Of the 6,707 patients enrolled with an STEMI, mean age decreased from 66.2 (14.0) years to 63.3 (14.5) years, and smoking and obesity increased from 32% to 41% and 14% to 20%, respectively. The risk of 30-day mortality decreased from 13.7% in 1995 to 4.4% in 2010 (adjusted hazard ratio for death, 0.39; 95% confidence interval [CI], 0.29-0.53). This correlated with a reduction in time from symptom onset to hospital presentation and admission, a decrease in the percentage of patients admitted to community hospitals, and an increase in admission to hospitals with more experience. There was also an increase in coronary angiogram utilization, reperfusion therapy, and evidence-based pharmacologic therapy (beta-blockers, angiotensin-converting enzyme inhibitors, statins, antithrombotic medications). Complications after STEMI decreased with time, including cardiogenic shock (adjusted odds ratio [OR], 0.66; 95% CI, 0.48-0.92), recurrent MI (adjusted OR, 0.51; 95% CI, 0.29-0.90), and cardiac arrest (adjusted OR, 0.68; 95% CI, 0.46-0.60).

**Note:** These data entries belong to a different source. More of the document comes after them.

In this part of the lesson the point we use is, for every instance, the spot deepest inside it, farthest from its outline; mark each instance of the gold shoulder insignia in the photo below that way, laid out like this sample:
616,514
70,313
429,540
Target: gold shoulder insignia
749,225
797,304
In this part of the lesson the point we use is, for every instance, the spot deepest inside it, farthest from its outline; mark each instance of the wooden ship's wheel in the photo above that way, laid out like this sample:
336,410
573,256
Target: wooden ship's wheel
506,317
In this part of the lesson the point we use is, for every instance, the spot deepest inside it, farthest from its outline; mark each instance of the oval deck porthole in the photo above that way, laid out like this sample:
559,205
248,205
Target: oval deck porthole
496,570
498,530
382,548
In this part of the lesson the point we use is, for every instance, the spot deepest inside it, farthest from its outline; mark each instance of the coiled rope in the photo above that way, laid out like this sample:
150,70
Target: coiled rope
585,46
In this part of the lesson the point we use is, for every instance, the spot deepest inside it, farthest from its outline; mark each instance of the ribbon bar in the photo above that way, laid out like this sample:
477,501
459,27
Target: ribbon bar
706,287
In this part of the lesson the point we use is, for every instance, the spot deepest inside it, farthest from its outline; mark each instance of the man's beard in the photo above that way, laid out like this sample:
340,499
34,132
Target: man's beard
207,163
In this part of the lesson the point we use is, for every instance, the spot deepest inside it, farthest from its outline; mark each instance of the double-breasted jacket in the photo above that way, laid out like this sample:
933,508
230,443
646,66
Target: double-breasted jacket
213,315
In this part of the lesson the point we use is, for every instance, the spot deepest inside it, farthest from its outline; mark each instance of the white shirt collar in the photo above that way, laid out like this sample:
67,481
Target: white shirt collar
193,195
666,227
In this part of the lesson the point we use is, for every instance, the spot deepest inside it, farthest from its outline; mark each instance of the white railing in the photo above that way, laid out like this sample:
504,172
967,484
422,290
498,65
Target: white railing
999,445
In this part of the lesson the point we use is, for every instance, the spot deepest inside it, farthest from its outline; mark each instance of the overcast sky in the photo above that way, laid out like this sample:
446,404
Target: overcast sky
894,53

Reduction in mortality after STEMI in France was accompanied by changes in patient clinical characteristics and patient management with evidence-based medicine.


Improvements in MI management and patient health knowledge have contributed to improvements in patient outcomes in France. The authors argue that the age decrease over time in STEMI patients is due to primary prevention strategies in those (mainly elder patients) identified with MI risk factors over the 15-year study. What is concerning, however, is the time-related increase in tobacco abuse and obesity. While 30-day survival after MI may have increased (due to prompt medical intervention), we may see in years to come reduced long-term survival and increased incident heart failure and sudden cardiac death from long-standing coronary artery disease.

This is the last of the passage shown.